De son côté, Fedor Loukianov, président du Conseil pour la politique étrangère et de défense, rappelle que ce n'est pas la première fois que Donald Trump fait de telles déclarations. «Quand le président américain a annoncé le retrait du FNI, il a dit que les États-Unis voudraient conclure un autre traité, «un accord meilleur», comme il aime si bien dire, avec la participation de la Chine également», a déclaré l'expert au site Vzgliad.
«Il n'existe aucun plan concret derrière les propos de Donald Trump: le président américain a exprimé une idée abstraite qui n'a aucune perspective aujourd'hui», souligne Fedor Loukianov.

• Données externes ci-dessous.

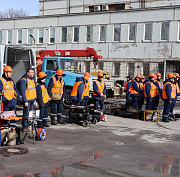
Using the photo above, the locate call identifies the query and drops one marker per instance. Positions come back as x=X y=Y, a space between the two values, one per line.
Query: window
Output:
x=100 y=65
x=0 y=37
x=76 y=34
x=41 y=34
x=148 y=32
x=52 y=35
x=116 y=69
x=64 y=34
x=117 y=32
x=88 y=33
x=132 y=32
x=30 y=39
x=9 y=36
x=165 y=31
x=19 y=36
x=102 y=33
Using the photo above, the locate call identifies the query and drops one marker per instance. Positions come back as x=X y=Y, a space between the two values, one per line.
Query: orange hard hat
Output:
x=86 y=77
x=87 y=74
x=151 y=74
x=176 y=74
x=100 y=74
x=138 y=76
x=59 y=72
x=42 y=74
x=7 y=69
x=158 y=74
x=170 y=75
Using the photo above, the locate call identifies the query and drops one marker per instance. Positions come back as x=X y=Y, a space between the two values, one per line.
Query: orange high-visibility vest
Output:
x=153 y=91
x=86 y=90
x=75 y=89
x=8 y=89
x=133 y=91
x=30 y=91
x=58 y=86
x=45 y=95
x=100 y=87
x=173 y=90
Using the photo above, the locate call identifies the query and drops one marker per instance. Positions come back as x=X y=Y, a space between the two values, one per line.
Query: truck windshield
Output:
x=68 y=65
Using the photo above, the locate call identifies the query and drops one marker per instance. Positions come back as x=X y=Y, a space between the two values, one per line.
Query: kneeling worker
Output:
x=42 y=99
x=99 y=89
x=78 y=90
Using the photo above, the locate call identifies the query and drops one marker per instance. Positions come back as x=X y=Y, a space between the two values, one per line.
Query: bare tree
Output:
x=12 y=13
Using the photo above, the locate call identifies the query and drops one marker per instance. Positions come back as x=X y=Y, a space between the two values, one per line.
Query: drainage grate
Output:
x=8 y=151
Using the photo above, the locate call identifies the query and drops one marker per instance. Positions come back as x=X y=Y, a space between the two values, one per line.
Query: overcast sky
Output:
x=29 y=6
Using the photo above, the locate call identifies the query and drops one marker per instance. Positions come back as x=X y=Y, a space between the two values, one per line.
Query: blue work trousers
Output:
x=97 y=103
x=25 y=121
x=42 y=121
x=56 y=109
x=12 y=122
x=167 y=108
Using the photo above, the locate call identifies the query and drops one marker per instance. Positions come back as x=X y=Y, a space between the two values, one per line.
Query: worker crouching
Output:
x=169 y=96
x=77 y=93
x=99 y=90
x=56 y=90
x=42 y=99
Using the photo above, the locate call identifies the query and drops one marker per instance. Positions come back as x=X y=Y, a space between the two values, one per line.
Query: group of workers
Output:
x=151 y=90
x=30 y=93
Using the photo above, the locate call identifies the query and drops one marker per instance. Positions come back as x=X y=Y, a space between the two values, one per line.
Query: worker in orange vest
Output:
x=150 y=92
x=158 y=89
x=86 y=90
x=141 y=99
x=77 y=93
x=99 y=90
x=135 y=91
x=168 y=95
x=43 y=100
x=127 y=88
x=10 y=98
x=28 y=93
x=56 y=89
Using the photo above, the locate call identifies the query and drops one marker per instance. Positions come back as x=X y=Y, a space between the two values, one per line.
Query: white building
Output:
x=134 y=37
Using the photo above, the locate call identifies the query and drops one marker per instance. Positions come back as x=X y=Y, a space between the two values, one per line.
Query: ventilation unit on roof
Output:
x=97 y=8
x=105 y=7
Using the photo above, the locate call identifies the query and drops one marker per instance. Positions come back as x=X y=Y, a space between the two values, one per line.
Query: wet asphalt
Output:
x=122 y=146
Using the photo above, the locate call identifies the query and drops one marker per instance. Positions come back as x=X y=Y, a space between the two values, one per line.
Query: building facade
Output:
x=133 y=37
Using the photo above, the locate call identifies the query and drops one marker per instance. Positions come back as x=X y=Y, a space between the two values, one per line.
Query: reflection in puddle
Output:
x=71 y=170
x=170 y=167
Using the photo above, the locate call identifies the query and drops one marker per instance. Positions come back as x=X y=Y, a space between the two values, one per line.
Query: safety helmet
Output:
x=42 y=74
x=7 y=69
x=87 y=74
x=151 y=74
x=176 y=74
x=59 y=72
x=158 y=74
x=100 y=74
x=170 y=75
x=86 y=77
x=138 y=76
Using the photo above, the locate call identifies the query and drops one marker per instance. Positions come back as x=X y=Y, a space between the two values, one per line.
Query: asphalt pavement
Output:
x=122 y=146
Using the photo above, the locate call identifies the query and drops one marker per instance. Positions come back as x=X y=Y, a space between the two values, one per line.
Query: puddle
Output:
x=171 y=167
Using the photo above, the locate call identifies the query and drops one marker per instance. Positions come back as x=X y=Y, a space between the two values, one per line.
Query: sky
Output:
x=29 y=6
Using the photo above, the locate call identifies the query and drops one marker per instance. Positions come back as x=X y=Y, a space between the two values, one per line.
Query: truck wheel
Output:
x=85 y=123
x=67 y=100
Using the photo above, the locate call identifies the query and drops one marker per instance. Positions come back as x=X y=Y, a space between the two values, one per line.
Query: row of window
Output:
x=132 y=28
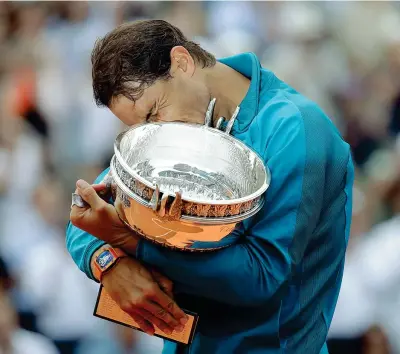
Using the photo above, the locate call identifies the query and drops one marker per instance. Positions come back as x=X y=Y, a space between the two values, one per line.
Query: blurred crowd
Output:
x=343 y=55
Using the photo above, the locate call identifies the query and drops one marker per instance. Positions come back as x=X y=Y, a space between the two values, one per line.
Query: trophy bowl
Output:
x=185 y=186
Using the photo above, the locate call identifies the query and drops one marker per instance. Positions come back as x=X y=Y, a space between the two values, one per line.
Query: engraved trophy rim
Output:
x=232 y=140
x=194 y=219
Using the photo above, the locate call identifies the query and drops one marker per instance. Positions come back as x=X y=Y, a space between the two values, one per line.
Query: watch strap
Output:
x=104 y=259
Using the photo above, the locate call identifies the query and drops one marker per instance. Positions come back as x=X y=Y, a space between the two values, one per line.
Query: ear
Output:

Fedor Loukianov note également que la Chine se trouve à un «autre niveau» en matière de potentiel nucléaire. «La Russie et les États-Unis possèdent environ 90% de toutes les armes nucléaires dans le monde — ce n'est pas un secret. La Chine, dont on ignore l'ampleur de l'arsenal nucléaire, est loin derrière. Mais il existe des craintes fondées que Pékin accroisse progressivement son potentiel nucléaire. Les réserves d'armement nucléaire d'autres pays européens, de la Corée du Nord, de l'Inde, d'Israël et du Pakistan, sont encore inférieures», conclut l'expert.
Les opinions exprimées dans ce contenu n'engagent que la responsabilité de l'auteur de l'article repris d'un média russe et traduit dans son intégralité en français.